Isaac Brockbank Jr., eldest son and child of Isaac Brockbank and Elizabeth Mainwaring, was born in the area of Liverpool, England, on July 13, 1837. As a youth, Isaac was educated at various religious schools and briefly attended the Mechanics Institute and Advanced School; he also made deliveries and collections for his father's meat business, and later worked as an office boy in a legal firm. His parents joined the church in 1851, emigrating to New Orleans on the Ellen Maria in Feburary 1852. In the course of the family's journey to the Salt Lake Valley (which they reached in September of the same year), Isaac's mother disappeared and was never heard from again. Within a month of their arrival, his father married a Sarah Brown who had sailed on the same ship, primarily for the sake of his children. The family eventually settled in Spanish Fork, where Isaac was Elder's Quorum clerk. Here he opened his own dry goods/grocery store, with a partnership contracted to carry U.S. mail south of Salt Lake. In 1858, he met Katherine Howard; the two courted and were married on June 25, 1860. Isaac then joined his father-in-law in the tannery business. Isaac and Katherine bore seven children, all of whom survived to adulthood. In January 1865, being asked to support another family, he married Mary Ann Park; she bore twelve children, losing two in infancy. In 1867, Isaac helped to build a section of the Union Pacific Railroad stretching from Echo Canyon to Promontory Point, and was also briefly employed in Mr. Howard's mining operation (the claim failed). He served in the bishopric of the Eighth Ward from 1871-1891, and was also called in 1871 as a clerk in the Tithing Office. In 1878, he served on the Salt Lake City Council. After the passage of the Edwards Law in 1882, Isaac was charged in September 1886 with unlawful cohabitation, fined $300, and sentenced to six months in the State Prison (both maximum sentences for that offence). After his release, he worked by contract on what would become the Saltair Railroad, did excavations for various Salt Lake City buildings, and served as Salt Lake County Bailiff and Deputy Sheriff. He also attempted mining several more times, usually with disastrous results. He died in Holladay, Utah, on March 4, 1927 at the age of 89, at one time (with Katherine) holding the honor of being the oldest married couple in the state.
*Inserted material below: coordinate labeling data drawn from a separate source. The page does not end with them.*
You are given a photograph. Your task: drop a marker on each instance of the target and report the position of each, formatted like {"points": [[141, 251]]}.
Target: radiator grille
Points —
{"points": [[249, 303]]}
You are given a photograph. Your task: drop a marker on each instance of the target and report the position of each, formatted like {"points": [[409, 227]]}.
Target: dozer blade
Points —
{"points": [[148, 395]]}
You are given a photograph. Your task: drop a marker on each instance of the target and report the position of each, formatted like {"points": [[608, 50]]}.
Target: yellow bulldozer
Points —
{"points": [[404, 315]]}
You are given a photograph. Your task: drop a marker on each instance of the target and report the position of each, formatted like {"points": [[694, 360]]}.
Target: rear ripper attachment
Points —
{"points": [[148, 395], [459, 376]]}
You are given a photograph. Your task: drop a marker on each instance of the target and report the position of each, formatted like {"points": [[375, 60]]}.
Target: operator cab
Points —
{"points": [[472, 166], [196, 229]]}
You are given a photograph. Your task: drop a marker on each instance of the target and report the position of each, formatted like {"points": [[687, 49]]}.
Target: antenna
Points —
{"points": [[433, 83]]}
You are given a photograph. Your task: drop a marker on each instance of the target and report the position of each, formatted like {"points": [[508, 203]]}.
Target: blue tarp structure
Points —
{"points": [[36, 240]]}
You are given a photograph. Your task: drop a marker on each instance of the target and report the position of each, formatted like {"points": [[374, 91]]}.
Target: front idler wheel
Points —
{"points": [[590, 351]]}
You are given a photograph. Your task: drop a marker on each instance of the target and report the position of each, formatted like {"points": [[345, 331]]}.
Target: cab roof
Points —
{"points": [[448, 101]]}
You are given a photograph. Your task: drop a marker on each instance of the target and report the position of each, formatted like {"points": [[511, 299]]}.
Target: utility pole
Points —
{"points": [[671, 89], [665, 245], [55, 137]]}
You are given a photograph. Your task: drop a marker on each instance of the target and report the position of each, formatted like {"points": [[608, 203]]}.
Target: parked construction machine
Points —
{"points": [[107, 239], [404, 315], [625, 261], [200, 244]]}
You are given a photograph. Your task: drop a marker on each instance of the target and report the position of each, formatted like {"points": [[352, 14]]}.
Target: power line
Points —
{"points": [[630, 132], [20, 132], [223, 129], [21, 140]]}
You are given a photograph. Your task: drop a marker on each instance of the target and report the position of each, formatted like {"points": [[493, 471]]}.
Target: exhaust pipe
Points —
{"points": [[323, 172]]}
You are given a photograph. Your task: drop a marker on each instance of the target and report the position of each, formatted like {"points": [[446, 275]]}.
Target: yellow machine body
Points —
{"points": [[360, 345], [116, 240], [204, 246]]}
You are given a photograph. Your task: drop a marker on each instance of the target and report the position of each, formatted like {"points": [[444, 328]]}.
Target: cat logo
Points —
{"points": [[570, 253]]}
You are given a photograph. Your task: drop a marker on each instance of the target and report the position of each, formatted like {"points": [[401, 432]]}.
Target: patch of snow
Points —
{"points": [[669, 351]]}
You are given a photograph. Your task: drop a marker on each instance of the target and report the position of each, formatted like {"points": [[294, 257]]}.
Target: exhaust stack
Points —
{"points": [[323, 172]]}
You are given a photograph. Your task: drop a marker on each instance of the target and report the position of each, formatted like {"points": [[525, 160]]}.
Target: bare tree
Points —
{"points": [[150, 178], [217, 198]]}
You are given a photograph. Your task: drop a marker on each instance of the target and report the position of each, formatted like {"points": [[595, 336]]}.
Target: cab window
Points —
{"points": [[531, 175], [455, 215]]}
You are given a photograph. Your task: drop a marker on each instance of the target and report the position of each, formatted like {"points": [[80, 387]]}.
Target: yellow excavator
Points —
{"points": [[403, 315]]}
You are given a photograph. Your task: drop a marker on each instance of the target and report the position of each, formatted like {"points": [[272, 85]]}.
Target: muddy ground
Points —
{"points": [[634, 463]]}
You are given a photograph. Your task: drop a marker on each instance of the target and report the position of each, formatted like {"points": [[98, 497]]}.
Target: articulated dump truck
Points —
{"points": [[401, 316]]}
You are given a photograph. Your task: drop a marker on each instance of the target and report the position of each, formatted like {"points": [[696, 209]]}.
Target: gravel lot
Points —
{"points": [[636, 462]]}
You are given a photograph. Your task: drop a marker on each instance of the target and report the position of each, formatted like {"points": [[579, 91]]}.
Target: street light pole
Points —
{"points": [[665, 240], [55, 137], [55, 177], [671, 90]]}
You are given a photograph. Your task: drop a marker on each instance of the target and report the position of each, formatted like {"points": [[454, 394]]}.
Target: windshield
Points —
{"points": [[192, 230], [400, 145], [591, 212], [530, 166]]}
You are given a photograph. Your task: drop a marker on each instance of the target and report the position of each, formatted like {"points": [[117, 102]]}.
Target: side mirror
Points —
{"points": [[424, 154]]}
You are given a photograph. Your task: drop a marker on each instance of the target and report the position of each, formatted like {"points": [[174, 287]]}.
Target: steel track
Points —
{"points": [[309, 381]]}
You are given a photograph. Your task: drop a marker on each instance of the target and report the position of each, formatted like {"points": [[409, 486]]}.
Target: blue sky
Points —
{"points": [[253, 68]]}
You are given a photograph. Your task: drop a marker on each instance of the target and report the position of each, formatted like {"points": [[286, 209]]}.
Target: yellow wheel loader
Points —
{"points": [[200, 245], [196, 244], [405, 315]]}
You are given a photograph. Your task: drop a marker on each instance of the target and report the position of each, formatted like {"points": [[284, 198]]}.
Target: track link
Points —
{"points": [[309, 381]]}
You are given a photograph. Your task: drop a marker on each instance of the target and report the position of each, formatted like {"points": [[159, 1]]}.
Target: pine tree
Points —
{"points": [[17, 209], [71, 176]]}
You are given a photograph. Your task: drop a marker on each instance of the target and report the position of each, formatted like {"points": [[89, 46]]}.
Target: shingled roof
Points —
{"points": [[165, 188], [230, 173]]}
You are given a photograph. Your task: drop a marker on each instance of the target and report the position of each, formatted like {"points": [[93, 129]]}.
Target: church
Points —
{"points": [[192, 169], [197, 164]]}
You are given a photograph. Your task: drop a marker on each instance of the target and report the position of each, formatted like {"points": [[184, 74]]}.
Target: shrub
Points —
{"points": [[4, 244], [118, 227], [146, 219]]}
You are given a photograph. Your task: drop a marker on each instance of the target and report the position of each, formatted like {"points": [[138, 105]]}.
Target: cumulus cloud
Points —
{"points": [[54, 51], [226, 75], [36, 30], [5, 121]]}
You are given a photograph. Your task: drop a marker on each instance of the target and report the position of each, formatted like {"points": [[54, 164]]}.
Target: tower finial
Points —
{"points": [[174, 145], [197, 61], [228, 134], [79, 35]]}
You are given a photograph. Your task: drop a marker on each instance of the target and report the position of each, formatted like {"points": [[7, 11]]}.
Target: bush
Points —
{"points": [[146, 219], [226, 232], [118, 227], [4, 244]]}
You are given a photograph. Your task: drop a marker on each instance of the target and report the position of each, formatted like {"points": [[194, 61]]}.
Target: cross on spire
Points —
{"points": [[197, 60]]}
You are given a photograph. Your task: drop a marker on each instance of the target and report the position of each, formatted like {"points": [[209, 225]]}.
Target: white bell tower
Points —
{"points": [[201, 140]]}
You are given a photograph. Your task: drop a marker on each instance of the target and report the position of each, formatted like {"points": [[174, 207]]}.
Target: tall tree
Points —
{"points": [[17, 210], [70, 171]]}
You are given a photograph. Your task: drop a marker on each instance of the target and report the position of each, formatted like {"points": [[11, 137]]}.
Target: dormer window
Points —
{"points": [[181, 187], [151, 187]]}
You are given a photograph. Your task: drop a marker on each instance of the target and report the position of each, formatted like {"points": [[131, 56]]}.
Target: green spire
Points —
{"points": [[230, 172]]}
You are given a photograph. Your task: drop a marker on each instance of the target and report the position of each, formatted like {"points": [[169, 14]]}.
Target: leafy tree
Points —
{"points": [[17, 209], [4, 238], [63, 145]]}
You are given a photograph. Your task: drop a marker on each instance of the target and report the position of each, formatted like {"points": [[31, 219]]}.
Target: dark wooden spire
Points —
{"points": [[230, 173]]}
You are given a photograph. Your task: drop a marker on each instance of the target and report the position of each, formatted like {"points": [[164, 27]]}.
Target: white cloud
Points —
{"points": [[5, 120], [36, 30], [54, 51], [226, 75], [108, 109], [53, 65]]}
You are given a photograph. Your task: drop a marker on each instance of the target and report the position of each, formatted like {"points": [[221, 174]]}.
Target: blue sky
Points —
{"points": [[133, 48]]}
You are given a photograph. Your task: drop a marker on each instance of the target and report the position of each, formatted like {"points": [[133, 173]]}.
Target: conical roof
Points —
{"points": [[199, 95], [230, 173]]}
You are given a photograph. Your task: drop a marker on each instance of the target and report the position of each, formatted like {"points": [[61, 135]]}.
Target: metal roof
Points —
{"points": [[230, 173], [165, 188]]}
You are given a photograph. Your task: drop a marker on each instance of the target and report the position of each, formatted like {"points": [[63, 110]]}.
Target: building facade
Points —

Citation:Albert King Thurber family papers, circa 1826-2011 (parents Isaac Brockbank, Elizabeth Mainwaring, eldest son/child; born 13 July 1837; parents baptised 1851, emigrated 1852 on Ellen Maria, mother disappeared; father married Sarah Brown 2 October 1852)
http://www.findagrave.com/cgi-bin/fg.cgi?page=gr&GRid=30492454, September 24, 2013 (born Liverpool; education at church schools, Mechanics Institute; delivery boy/wage collector for father, legal office boy; settlement in Spanish Fork, clerk of Elder's Quorum; opened dry goods/grocery business, mail carrier contract with government; married Katherine Howard June 25, 1860, went into tannery with father-in-law; seven children, all survived; married Mary Ann Park January 1865; twelve children, ten lived; helped contract-build Echo Canyon-Promontory Point stretch of Union Pacific Railroad, Saltair Railroad; attempted mining several times, usually failed; bishopric of Eighth Ward, 1871-1891; Tithing Office clerk, 1871; Salt Lake City Council, 1878; fined $300 and jailed 6 months for polygamy under Edwards Law, September 1886; Salt Lake City excavator, County Bailiff, Deputy Sheriff; died March 4, 1927, Holladay, UT, 89 years; with Katherine, oldest married couple in state).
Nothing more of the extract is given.